This article appears in the July/August issue of Surgical Products.
Economic pressures coupled with a concerted effort to cut costs are critical factors in determining how hospitals will approach the purchase of surgical instruments in the coming year.
According to a recent survey, the average annual surgical spend at the facility of a Surgical Products reader will be about $175,000 this year. About 19 percent of respondents stated that their facility spends in excess of $250,000, and almost half (46 percent) indicated their facility will spend about the same amount as they have previously on instrumentation over the next 12 to 18 months. About 73 percent said spending will either increase or stay the same.
A little more than one-third of those surveyed suggested orthopedic instruments will be the target of increased investment among various product categories. Robotic surgery, endoscopic instruments, endoscopic accessories, and laparoscopic instruments are also categories in which readers anticipate the largest increase in future instrument spending over the next couple of years.
However, laparoscopic instruments are more of an immediate need. A whopping 71 percent of survey respondents indicated their facilities will be looking to make an investment in that area over the next 12 to 18 months. Meanwhile, lighting is a category in which respondents anticipate the largest decrease in spending in the not-so-distant future.
When it comes to what instrumentation products are wanted and needed in facilities, here are the top ten, based on survey results:
• Laparoscopic Instruments
• Endoscopic Instruments and Accessories
• Orthopedic Instruments
• Instrument Sterilization/Cleaning
• Holding and Positioning Products
• Robotic Surgery
• Single Port/Single Incision Surgery Devices
There are a number of key factors that will ultimately impact purchasing decisions. Cost-cutting and the economy were the two leading responses, as is the need to invest in more capital equipment and instrument price increases. Based on the responses, cost is almost always a critical factor in driving purchasing decisions related to instrumentation.
When purchases are made, the following were cited as the most important criteria by Surgical Products readers:
• Reputation/brand name was the most important factor for the second straight year. About 23 percent of the respondents selected this as their top choice.

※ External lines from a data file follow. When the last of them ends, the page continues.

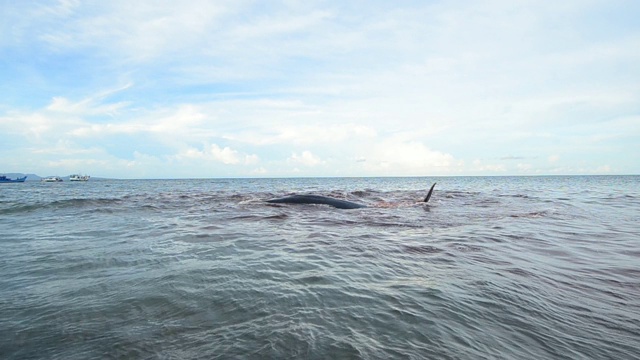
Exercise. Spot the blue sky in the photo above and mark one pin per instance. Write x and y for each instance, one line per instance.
(201, 89)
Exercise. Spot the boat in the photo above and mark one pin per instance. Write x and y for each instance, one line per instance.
(5, 179)
(52, 179)
(76, 177)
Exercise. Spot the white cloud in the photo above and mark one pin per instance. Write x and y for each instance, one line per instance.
(306, 159)
(215, 153)
(386, 89)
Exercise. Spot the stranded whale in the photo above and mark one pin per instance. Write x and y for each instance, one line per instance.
(317, 199)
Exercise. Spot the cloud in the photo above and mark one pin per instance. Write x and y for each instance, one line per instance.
(410, 89)
(306, 158)
(215, 153)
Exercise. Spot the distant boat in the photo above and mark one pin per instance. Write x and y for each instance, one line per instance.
(52, 179)
(4, 179)
(76, 177)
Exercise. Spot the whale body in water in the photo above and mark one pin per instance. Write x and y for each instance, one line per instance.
(325, 200)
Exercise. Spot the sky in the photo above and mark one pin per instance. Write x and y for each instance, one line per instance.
(208, 89)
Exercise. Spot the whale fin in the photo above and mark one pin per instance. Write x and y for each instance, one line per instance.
(430, 192)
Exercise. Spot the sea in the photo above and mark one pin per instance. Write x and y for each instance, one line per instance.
(541, 267)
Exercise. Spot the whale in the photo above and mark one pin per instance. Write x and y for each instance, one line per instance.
(325, 200)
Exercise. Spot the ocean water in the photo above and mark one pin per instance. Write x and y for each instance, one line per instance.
(491, 268)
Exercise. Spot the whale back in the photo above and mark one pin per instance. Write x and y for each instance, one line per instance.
(316, 199)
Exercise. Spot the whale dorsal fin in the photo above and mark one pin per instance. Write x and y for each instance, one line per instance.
(430, 192)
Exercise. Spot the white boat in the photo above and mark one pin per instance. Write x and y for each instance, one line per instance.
(52, 179)
(76, 177)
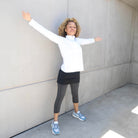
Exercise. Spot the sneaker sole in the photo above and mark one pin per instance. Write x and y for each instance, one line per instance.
(78, 117)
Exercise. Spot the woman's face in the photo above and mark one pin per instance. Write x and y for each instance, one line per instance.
(71, 28)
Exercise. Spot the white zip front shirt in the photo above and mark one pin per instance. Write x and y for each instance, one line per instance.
(69, 46)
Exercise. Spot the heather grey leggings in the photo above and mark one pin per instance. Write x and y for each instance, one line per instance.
(61, 93)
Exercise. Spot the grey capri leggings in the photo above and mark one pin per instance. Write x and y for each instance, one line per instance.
(61, 93)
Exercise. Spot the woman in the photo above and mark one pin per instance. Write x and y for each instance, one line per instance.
(71, 52)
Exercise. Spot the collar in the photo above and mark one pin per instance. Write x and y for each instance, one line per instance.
(70, 37)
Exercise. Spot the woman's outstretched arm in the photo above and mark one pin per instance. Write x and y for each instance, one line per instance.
(50, 35)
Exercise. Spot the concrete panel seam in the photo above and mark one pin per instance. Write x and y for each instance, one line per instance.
(21, 86)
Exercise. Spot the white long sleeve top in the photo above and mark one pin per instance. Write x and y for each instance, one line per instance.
(69, 46)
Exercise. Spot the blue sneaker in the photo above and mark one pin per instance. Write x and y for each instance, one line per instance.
(55, 128)
(79, 116)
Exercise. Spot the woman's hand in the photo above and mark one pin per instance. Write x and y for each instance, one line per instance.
(26, 16)
(98, 39)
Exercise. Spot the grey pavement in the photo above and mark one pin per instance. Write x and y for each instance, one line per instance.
(108, 116)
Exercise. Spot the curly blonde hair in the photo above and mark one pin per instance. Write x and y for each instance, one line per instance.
(62, 27)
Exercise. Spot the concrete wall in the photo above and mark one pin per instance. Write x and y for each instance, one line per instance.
(30, 62)
(134, 63)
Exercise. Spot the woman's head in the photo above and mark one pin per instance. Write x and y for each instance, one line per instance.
(70, 26)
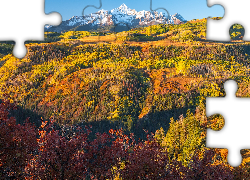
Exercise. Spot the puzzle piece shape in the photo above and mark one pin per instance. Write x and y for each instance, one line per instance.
(235, 119)
(29, 18)
(235, 12)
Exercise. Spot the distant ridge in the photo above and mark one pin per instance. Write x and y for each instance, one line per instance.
(122, 15)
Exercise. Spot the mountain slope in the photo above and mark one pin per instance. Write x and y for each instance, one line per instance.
(122, 16)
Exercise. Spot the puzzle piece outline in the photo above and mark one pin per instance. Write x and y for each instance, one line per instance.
(20, 49)
(224, 137)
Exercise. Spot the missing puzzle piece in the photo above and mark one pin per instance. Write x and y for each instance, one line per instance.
(23, 15)
(235, 120)
(236, 12)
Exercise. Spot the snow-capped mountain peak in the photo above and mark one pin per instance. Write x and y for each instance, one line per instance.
(121, 15)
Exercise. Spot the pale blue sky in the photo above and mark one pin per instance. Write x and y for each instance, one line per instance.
(189, 9)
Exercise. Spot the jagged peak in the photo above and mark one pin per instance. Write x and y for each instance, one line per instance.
(123, 6)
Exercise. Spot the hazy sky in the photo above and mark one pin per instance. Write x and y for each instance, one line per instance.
(189, 9)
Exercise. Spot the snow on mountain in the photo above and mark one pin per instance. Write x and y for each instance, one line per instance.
(121, 15)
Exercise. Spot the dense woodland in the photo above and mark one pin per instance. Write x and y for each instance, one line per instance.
(127, 105)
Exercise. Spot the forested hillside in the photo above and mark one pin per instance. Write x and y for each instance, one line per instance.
(146, 80)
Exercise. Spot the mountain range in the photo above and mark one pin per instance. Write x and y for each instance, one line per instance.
(119, 17)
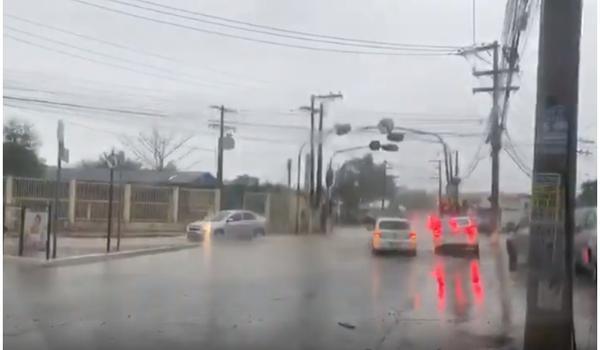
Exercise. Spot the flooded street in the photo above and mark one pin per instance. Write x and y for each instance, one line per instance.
(293, 292)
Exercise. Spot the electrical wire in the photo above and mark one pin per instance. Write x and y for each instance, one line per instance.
(276, 29)
(93, 60)
(250, 39)
(112, 57)
(120, 46)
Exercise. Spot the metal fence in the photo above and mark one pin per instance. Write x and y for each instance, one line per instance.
(195, 204)
(150, 203)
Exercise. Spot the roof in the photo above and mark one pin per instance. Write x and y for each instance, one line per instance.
(391, 218)
(144, 176)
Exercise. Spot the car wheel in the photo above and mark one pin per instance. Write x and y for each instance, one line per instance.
(258, 232)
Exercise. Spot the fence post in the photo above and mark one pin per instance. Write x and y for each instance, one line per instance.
(175, 204)
(72, 199)
(217, 203)
(268, 210)
(22, 231)
(8, 190)
(127, 203)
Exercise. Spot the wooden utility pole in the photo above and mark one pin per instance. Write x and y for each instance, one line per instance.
(549, 317)
(319, 158)
(222, 111)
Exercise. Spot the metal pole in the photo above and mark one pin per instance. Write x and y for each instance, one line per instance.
(312, 150)
(320, 157)
(496, 145)
(120, 211)
(549, 315)
(22, 231)
(299, 162)
(384, 185)
(220, 156)
(440, 187)
(110, 198)
(48, 231)
(56, 204)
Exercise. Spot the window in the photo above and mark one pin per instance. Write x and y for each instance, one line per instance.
(236, 217)
(249, 216)
(393, 225)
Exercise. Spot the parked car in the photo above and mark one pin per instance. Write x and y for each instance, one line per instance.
(228, 223)
(584, 242)
(393, 234)
(454, 232)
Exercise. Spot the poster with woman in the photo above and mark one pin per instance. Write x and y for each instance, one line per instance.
(36, 224)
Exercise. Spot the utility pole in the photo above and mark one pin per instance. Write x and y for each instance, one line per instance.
(312, 150)
(549, 315)
(495, 136)
(439, 178)
(289, 171)
(384, 185)
(222, 110)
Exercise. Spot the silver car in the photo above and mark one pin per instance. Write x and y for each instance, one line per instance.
(227, 223)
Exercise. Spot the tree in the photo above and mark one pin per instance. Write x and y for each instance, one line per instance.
(158, 151)
(20, 150)
(587, 197)
(361, 180)
(122, 162)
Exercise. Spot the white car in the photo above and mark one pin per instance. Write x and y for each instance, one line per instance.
(454, 232)
(393, 234)
(227, 223)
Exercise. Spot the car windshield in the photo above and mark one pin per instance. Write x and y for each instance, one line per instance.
(220, 216)
(319, 174)
(393, 225)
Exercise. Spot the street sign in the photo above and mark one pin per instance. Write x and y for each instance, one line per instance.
(60, 131)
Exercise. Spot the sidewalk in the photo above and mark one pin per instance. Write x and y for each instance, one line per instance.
(75, 246)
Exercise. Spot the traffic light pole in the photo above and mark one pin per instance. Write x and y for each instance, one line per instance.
(549, 316)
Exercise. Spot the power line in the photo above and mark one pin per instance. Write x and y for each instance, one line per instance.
(278, 33)
(117, 45)
(276, 29)
(84, 58)
(269, 42)
(101, 54)
(74, 105)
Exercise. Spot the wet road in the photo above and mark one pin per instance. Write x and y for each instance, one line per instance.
(282, 292)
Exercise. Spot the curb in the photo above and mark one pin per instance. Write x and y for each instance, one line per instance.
(91, 258)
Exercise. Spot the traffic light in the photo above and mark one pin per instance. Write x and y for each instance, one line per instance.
(375, 145)
(395, 137)
(390, 147)
(329, 177)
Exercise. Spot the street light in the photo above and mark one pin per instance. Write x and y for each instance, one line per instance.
(338, 129)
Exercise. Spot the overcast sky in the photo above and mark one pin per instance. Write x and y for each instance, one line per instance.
(264, 82)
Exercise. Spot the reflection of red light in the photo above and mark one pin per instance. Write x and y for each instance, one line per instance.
(476, 282)
(460, 295)
(440, 278)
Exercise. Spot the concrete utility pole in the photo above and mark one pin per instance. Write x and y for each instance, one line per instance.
(320, 158)
(222, 110)
(549, 317)
(439, 178)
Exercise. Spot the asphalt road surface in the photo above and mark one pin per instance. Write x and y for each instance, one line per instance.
(277, 292)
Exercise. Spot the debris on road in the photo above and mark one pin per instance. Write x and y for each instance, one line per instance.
(346, 325)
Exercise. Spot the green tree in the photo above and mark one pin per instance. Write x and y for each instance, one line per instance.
(20, 150)
(587, 197)
(122, 162)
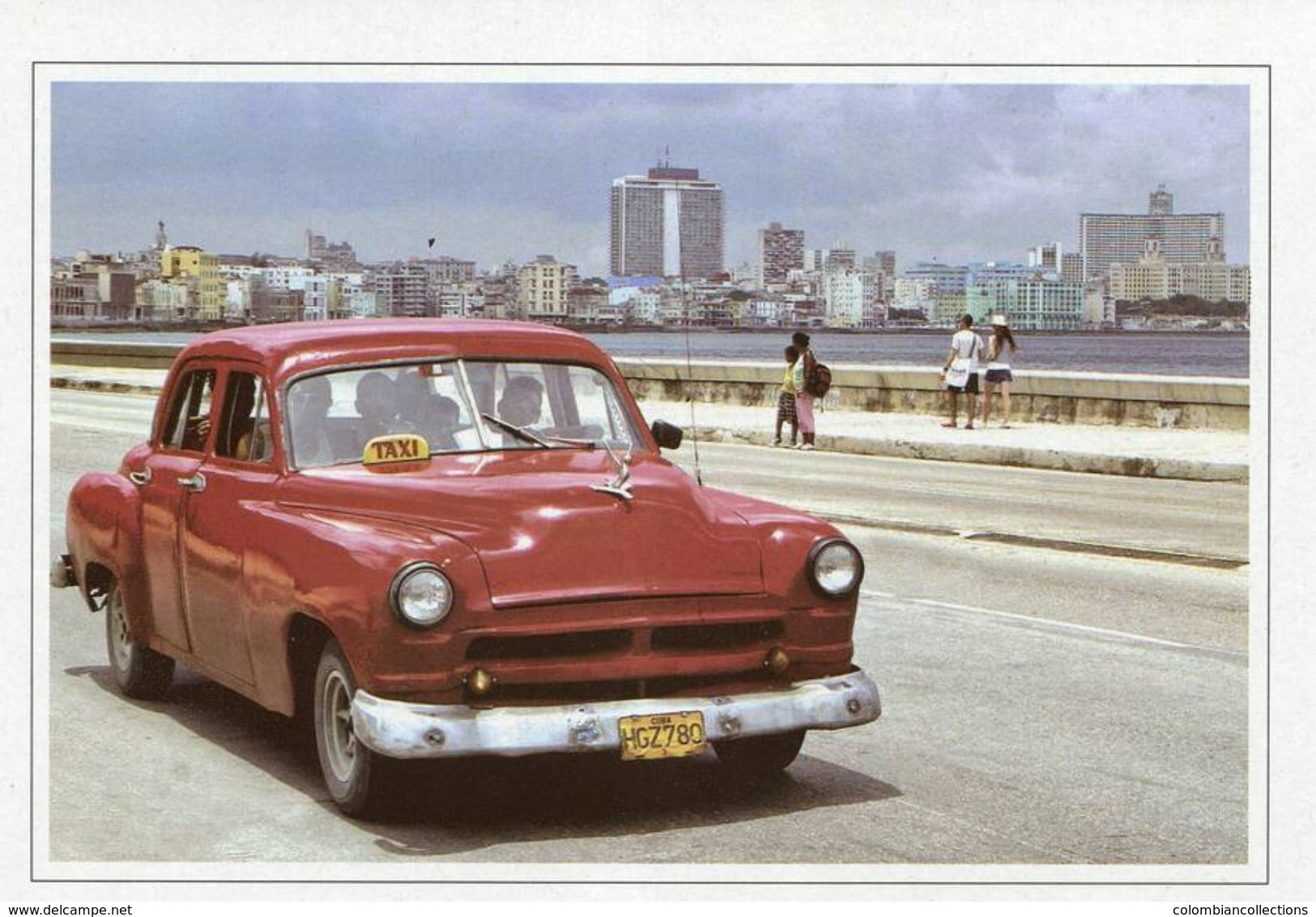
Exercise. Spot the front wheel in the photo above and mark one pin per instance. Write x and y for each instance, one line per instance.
(760, 756)
(140, 672)
(351, 769)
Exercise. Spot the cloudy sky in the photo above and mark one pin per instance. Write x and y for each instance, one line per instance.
(509, 170)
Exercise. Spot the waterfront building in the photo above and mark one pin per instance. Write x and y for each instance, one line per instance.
(198, 271)
(1046, 257)
(884, 262)
(94, 287)
(1109, 238)
(849, 297)
(1029, 304)
(779, 253)
(766, 312)
(543, 286)
(667, 223)
(993, 270)
(402, 290)
(1156, 278)
(1071, 267)
(915, 293)
(840, 257)
(587, 304)
(637, 304)
(332, 254)
(164, 301)
(945, 278)
(462, 301)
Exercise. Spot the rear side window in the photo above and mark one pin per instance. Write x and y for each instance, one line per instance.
(190, 415)
(244, 421)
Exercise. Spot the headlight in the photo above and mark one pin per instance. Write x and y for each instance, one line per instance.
(836, 567)
(421, 595)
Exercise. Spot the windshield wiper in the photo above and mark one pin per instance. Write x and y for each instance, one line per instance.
(519, 432)
(540, 440)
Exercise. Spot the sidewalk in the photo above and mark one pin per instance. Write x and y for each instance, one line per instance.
(1118, 450)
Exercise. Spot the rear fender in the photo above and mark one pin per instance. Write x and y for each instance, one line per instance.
(103, 529)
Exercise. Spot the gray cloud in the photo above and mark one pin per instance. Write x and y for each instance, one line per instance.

• Both cost and warranty were selected by 19 percent of respondents.
• Relationships with the supplier/distributor was the choice of a little more than 17 percent of respondents.
•Sole source contract and physician need were also mentioned.
As previously stated, respondents strongly agreed that orthopedic instruments will be the product category that will see increased investment in the coming years. In fact, no other response came anywhere close to drawing the same level of agreement among Surgical Products readers. Consider the top five responses:
• Orthopedic Instruments (34.7 percent)
• Robotic Surgery (16.3)
• Laparoscopic Instruments and Endoscopic Instruments & Accessories (12.2)
• Bariatrics and Tagging/Tracking Systems (4.1)
The results of this year’s instrumentation purchasing survey are very much in line with those from a year ago. The desire to purchase and use more endoscopic and laparoscopic instruments reflect the increased prevalence of minimally-invasive procedures as hospitals try to improve surgical outcomes, become more efficient, and reduce costs associated with longer recovery periods and hospital stays.
The need for more orthopedic and arthroscopic instrumentation reflects the growing population of aging and elderly patients in the United States. Because of this, there is a higher demand for surgical procedures to address quality-of-life issues and improve health and mobility.
While the results of this survey only touch on one aspect of a hospital facility’s purchasing behaviors and attitudes, they do serve to highlight a number of interesting trends related to equipment needs in today's operating room.